Uno así empieza con un pequeño coqueteo, continua con una mirada y ropa provocante, después una breve aventura y antes de que te des cuenta ya te encuentras en una situación dramática de vivir en tan mala relación que destruye tu vida y la vida de otras personas. O en otro caso ves algo y lo quieres, te aseguras que nadie te sigue ni ve, y robas algo, lo escondes en tu bolsillo. Se empieza con un paquete de goma de mascar en el negocio y se termina con el robo de los coches. El pecado no ama la publicidad, se esconde. Y siempre profundiza más la soledad. El pecado lleva a un sufrimiento doloroso.

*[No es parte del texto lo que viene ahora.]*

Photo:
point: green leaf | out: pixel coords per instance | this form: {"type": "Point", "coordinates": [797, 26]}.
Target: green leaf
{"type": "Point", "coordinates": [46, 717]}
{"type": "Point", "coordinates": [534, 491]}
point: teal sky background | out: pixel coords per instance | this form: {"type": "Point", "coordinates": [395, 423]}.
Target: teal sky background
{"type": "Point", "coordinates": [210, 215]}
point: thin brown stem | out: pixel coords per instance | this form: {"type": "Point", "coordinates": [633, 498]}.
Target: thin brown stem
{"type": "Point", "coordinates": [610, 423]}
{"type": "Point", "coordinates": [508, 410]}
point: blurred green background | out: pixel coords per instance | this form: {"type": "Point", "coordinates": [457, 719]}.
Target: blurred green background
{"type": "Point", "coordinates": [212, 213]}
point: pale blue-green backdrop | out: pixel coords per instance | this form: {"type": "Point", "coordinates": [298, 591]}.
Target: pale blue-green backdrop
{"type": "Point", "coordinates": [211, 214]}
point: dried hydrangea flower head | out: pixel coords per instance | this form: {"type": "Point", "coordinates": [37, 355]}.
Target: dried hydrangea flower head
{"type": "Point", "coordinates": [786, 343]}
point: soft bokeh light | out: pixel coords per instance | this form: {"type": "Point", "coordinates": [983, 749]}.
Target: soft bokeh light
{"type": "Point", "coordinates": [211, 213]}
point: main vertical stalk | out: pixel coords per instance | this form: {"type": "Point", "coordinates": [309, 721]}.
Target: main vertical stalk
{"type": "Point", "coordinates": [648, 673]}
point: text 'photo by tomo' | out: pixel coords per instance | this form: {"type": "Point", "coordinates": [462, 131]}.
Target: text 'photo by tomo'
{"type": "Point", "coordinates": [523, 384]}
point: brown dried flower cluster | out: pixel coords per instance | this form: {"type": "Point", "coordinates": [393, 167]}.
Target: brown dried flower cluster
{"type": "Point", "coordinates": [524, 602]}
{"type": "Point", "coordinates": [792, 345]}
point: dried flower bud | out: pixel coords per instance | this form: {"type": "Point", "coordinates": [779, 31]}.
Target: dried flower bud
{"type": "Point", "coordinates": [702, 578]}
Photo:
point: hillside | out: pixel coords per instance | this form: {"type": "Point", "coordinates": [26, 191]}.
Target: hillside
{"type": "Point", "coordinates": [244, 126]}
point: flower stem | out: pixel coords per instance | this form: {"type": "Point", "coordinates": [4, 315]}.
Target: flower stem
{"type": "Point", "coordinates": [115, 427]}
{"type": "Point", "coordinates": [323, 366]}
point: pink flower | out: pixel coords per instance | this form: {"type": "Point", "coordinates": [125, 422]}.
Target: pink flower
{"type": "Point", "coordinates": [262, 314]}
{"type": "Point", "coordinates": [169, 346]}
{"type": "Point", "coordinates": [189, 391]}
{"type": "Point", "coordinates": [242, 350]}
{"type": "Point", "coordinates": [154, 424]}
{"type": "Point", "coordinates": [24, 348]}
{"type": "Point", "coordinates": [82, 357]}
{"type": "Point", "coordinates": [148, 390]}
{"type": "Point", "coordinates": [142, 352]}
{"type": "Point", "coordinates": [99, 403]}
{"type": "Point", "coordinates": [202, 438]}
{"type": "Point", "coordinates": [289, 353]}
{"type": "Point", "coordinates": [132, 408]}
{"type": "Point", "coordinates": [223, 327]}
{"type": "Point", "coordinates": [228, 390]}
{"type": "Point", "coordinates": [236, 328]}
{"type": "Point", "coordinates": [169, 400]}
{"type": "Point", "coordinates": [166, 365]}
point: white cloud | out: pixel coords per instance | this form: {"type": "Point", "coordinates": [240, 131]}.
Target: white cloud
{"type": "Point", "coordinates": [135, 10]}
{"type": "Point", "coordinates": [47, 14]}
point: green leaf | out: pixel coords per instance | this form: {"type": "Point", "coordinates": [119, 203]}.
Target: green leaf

Y si te encuentras en una de las situaciones tan desesperadas y difíciles tal vez te preguntas si alguien puede sanarte y liberarte.Quiero que sepas que Jesús esta dispuesto a tocar tu vida y devolverte la dignidad del hijo amado de Dios. Purificado y consagrado. Sí, Jesús lo puede y quiere hacer. Solo déjate tocar por Él.


Dignidad restituida
A Jesús no lo vemos con los ojos corporales más con los ojos de la fe. Creamos firmemente en él y en sus promesas. Una de estas es el perdón de los pecados en el sacramento de Reconciliación. ¡Qué don precioso y maravilloso nos dio y dejo el Señor!
Antes de que el sacerdote, que tiene la necesaria jurisdicción, de la absolución de tus pecados, él reza una hermosa oración que quiero que la leas hoy con atención.


“Dios, Padre misericordioso, que reconcilió consigo al mundo por la muerte y la resurrección de su Hijo y derramó el Espíritu Santo para la remisión de los pecados, te conceda, por el ministerio de la Iglesia, el perdón y la paz. Y yo te absuelvo de tus pecados en el nombre del Padre y del Hijo y del Espíritu Santo.”
Esta oración confirma eso que hemos escuchado en el evangelio de hoy. Nuestro Dios es misericordioso y compasivo. ¡Él nos amó tanto al enviar a su Hijo para nuestra salvación! Para nuestra purificación y santificación. Por ese sacramento nos da gratuitamente dos dones preciosísimos que nada ni nadie puede darnos: el perdón y la paz. Y así te reconcilia con Él mismo y con la Iglesia.


Es muy semejante al caso del leproso. Él salió de su sufrimiento y de su soledad y volvió purificado en su vida, en su familia, en su pueblo. El que sanó al leproso, a la suegra de Pedro, a la hija de Jairo, a muchísimas otras personas hoy se acerca a ti y te dice también: lo quiero, queda sanado de tu soledad y perdonado de tus pecados.


Cuando Dios perdona, nadie más puede condenar. Nos purifica y nos restituye la dignidad. Somos suyos y le pertenecemos. ¿Sabes que quien cree jamás está solo? Porque vive siempre con Dios y con los hermanos y hermanas que creen.